Auch viele Auswärtige waren gekommen, um sich das Rennen anzuschauen. Sie drängten sich am Ende der Strecke, in der Nähe des Zielstrichs, nicht weit entfernt vom Flussbett. An ihrer zurückhaltenden Art, dieser Unsicherheit von Leuten, die sich auf unbekanntem Terrain bewegen, erkannte man sofort, dass sie nicht von hier stammten. Aus den Lautsprechern eines lokalen Werbebüros – Die Stimme aller: Anzeigen, Sonderangebote und Feste – plärrten Musik und irgendwelche Mitteilungen. Schließlich wurde um einen kräftigen Applaus für Kommissar Croce gebeten, der bei dem Rennen der Zielrichter sein würde.

Begleitet von Saldías, seinem Schatten, erschien der Kommissar in Anzug und Krawatte, auf dem Kopf ein Hut mit schmaler Krempe.

»Es lebe das Pferd des Kommissars!«, brüllte ein Betrunkener.

»Reiß dich zusammen, Cholo, oder ich buchte dich wegen Beamtenbeleidigung ein«, entgegnete ihm der Kommissar, und der Betrunkene schmiss seinen Hut in die Luft und rief: »Es lebe die Polizei!«

Alle fingen an zu lachen, die Stimmung entspannte sich. Penibel, mit großen Schritten, maßen Croce und sein Assistent die Länge der Rennstrecke ab, dann wiesen sie zwei Burschen an, sich mit roten Tüchern an den Seiten zu postieren, um ein Zeichen zu geben, wenn alles fertig wäre.

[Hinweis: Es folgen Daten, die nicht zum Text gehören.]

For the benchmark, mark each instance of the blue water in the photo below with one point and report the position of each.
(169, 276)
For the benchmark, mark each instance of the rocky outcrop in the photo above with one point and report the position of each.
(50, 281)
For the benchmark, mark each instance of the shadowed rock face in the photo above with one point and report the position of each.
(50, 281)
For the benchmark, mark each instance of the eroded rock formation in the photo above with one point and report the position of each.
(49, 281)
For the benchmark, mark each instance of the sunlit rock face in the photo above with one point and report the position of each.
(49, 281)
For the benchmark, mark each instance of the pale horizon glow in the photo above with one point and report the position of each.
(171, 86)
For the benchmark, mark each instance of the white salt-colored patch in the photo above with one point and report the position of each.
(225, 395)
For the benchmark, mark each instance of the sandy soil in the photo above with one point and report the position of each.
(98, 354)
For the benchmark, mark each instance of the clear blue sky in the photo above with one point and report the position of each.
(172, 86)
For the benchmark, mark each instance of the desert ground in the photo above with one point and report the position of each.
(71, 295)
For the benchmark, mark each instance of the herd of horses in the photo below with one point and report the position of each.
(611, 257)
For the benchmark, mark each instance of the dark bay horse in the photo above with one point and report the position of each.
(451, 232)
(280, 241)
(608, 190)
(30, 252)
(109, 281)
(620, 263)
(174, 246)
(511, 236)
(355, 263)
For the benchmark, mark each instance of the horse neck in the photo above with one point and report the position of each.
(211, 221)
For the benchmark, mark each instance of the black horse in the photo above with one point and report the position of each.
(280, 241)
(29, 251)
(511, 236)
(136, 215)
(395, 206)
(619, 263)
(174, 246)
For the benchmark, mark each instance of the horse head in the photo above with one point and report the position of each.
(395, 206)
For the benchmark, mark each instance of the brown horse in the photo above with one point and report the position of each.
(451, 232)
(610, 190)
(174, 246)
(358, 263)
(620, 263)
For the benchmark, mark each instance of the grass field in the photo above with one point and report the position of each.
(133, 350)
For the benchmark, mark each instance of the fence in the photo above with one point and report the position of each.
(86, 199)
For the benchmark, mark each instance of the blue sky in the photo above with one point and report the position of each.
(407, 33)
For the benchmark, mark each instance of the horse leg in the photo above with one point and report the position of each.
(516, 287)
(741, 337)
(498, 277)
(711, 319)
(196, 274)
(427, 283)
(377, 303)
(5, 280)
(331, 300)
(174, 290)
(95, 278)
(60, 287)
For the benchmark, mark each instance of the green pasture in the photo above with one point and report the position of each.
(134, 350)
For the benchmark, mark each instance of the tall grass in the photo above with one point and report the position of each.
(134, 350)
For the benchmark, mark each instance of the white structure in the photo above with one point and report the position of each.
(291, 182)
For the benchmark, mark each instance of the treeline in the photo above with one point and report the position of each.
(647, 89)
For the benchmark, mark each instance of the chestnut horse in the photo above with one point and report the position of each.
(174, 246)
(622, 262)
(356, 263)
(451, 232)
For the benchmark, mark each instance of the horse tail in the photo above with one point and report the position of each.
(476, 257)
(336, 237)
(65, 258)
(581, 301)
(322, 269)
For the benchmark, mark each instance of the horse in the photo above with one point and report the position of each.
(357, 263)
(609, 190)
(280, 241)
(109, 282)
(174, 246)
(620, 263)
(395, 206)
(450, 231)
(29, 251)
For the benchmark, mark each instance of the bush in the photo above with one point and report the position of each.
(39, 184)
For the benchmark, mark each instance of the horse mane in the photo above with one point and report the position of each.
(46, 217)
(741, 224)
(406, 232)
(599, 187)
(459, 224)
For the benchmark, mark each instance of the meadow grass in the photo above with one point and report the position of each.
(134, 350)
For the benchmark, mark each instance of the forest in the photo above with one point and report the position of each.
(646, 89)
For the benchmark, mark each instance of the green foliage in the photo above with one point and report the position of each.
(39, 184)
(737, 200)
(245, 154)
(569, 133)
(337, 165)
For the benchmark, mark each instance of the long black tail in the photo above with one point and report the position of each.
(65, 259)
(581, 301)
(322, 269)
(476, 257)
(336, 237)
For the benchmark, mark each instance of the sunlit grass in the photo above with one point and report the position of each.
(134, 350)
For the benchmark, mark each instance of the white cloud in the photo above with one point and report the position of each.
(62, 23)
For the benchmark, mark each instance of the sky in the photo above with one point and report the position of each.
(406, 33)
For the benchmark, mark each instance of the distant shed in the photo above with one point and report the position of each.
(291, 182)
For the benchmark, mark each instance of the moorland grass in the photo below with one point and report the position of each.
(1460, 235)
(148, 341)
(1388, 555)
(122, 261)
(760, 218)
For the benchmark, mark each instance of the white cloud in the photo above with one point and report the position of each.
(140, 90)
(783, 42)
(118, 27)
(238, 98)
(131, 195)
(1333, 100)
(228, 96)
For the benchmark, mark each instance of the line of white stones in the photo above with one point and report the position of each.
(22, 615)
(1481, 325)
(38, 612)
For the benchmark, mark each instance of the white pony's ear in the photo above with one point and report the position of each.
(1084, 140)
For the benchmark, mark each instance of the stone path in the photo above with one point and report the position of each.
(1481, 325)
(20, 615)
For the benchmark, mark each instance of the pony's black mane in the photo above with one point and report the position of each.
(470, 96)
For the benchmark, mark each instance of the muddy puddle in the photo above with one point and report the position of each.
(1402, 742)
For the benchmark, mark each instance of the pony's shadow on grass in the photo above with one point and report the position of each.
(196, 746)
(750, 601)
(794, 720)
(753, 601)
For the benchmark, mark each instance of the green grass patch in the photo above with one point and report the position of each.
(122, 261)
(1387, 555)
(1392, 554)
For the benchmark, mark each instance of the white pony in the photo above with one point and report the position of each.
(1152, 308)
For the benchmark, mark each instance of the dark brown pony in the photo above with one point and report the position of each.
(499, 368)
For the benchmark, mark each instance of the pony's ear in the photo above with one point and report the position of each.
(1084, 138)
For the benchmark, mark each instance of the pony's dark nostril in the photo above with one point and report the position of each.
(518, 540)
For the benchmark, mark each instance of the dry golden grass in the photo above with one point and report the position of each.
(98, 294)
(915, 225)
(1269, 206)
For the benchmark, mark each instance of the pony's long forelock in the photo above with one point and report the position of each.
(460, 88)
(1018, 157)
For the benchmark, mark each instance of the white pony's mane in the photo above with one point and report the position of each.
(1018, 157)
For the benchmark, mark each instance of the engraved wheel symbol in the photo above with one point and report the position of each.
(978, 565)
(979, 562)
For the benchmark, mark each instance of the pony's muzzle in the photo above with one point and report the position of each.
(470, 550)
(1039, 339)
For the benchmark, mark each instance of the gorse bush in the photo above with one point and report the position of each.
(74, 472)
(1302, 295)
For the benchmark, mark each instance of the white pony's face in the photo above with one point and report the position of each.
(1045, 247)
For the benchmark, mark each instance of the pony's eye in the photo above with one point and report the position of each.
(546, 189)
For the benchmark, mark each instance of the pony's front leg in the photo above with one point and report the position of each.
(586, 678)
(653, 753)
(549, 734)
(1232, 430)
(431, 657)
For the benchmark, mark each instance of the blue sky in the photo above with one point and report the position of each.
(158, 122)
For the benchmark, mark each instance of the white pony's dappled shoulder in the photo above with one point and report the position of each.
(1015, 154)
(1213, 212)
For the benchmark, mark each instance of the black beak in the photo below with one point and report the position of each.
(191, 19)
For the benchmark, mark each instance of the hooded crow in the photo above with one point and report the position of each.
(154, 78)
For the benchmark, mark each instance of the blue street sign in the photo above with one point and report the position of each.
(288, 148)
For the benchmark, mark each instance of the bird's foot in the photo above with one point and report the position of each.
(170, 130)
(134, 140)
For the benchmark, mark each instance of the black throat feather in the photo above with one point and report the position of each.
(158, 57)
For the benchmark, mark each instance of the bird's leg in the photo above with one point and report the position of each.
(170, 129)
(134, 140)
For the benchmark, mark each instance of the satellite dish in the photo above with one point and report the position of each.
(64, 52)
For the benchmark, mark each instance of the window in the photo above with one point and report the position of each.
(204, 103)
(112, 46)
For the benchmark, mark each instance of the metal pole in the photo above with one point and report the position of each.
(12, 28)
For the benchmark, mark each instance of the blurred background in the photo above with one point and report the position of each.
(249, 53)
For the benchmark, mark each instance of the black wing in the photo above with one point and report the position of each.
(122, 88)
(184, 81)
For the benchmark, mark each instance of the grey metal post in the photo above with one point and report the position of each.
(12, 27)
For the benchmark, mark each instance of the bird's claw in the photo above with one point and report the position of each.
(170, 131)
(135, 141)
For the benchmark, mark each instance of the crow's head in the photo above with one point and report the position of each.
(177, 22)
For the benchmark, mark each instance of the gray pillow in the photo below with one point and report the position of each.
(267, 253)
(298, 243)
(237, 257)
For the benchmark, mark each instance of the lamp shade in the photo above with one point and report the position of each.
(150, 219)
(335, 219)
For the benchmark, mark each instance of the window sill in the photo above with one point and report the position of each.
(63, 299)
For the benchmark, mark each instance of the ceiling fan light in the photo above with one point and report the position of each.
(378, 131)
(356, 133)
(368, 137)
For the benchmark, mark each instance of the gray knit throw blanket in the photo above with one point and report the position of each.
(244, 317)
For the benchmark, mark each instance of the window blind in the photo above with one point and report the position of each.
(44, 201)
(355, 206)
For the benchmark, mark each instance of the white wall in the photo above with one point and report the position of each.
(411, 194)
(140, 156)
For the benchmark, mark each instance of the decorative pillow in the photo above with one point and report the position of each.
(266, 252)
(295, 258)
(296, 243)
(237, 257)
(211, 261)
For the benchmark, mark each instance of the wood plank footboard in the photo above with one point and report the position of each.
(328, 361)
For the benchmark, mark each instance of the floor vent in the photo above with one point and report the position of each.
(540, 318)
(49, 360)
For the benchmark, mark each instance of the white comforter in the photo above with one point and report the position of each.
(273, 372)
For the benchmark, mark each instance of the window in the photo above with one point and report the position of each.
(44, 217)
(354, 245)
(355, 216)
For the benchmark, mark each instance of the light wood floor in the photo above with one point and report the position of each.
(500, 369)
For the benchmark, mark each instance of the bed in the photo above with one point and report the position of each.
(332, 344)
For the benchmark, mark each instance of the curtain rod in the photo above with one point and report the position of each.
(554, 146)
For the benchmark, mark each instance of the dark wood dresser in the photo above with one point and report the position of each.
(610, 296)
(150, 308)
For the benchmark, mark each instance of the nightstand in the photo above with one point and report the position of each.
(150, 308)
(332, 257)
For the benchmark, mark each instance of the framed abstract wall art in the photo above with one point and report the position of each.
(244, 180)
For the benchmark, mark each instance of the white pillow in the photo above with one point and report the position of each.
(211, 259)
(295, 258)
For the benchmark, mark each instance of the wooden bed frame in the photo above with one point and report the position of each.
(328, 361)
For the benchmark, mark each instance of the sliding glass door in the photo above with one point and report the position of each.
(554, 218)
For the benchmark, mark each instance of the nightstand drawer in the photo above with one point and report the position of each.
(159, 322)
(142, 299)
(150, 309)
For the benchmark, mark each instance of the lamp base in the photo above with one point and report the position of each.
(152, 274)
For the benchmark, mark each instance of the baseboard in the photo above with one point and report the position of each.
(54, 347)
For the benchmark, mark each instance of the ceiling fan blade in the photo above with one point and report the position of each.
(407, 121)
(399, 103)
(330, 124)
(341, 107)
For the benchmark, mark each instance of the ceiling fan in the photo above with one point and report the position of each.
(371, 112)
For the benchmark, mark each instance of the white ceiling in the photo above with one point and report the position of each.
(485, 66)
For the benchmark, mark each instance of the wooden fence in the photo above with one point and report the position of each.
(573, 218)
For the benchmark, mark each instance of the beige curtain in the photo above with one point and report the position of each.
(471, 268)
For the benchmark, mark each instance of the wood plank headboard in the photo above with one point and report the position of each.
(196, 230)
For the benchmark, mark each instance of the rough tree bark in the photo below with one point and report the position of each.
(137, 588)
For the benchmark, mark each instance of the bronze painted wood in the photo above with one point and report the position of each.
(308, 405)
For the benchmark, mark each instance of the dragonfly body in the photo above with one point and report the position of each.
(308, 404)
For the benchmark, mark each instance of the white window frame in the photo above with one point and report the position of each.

Als die Musik für einen Moment aussetzte, hörte man plötzlich ein Auto mit hohem Tempo aus dem Wald kommen. Es war Durán, der das Coupé des alten Belladona steuerte, das Dach zurückgeklappt, neben sich auf dem schmalen Beifahrersitz die beiden Schwestern, hübsch und rothaarig, mit müden Gesichtern, als hätten sie in letzter Zeit zu wenig geschlafen. Während Durán den Wagen parkte und den beiden jungen Frauen beim Aussteigen behilflich war, blieb der Kommissar stehen, drehte sich um, damit er sie sehen konnte, und sagte mit leiser Stimme etwas zu Saldías, der resigniert den Kopf schüttelte. Es war eigenartig, die beiden Schwestern gemeinsam zu sehen, was nur in ganz außergewöhnlichen Situationen vorkam, und es war etwas Besonderes, sie an diesem Ort zu sehen, denn sie waren die einzigen Frauen (außer den Damen, die die Empanadas verkauften).

Durán und die Zwillinge suchten sich einen Platz in der Nähe des Starts, grüßten Bekannte und machten Späße über die Fremden, die sich am anderen Ende der Rennstrecke versammelt hatten. Die Mädchen hatten sich auf ihre Klappstühle mit Leinenbezügen gesetzt, und er stand hinter ihnen. Tony trug ein grau kariertes Sporthemd, eine elegant gestreifte Hose und zweifarbige Wildlederschuhe. Sein dichtes, schwarzes Haar glänzte von der Pomade oder einem dieser Öle, die dem Haar Halt und Form verleihen. Die Schwestern – beide waren in ausgesprochen heiterer Stimmung – trugen identische Sommerkleider und weiße Bänder im Haar. Natürlich hätten sie sich nicht mit einer solchen Selbstverständlichkeit zwischen all den Männern bewegen können, die um sie herumstrichen und ihnen mit einer Mischung aus Begierde und Respekt verstohlene Blicke zuwarfen, wenn ihr Vater nicht der wichtigste Mann im Dorf gewesen wäre. Durán grüßte lächelnd, und die Landarbeiter drehten sich weg und schlichen mit zerstreutem Gesichtsausdruck davon. Damit nicht genug, begannen die Schwestern auch noch, Geld zu setzen, wobei sie die Scheine aus winzigen Brustbeuteln zogen, die sie um den Hals trugen. Sofía setzte hohe Summen auf das Dorfpferd, während Ada einen größeren Haufen aus Fünfhundert- und Tausend-Peso-Scheinen auf das Pferd aus Luján wettete. So war es immer, die eine gegen die andere, wie zwei Katzen in einem Sack, die darum kämpfen, als erste hinauszukommen und zu verschwinden.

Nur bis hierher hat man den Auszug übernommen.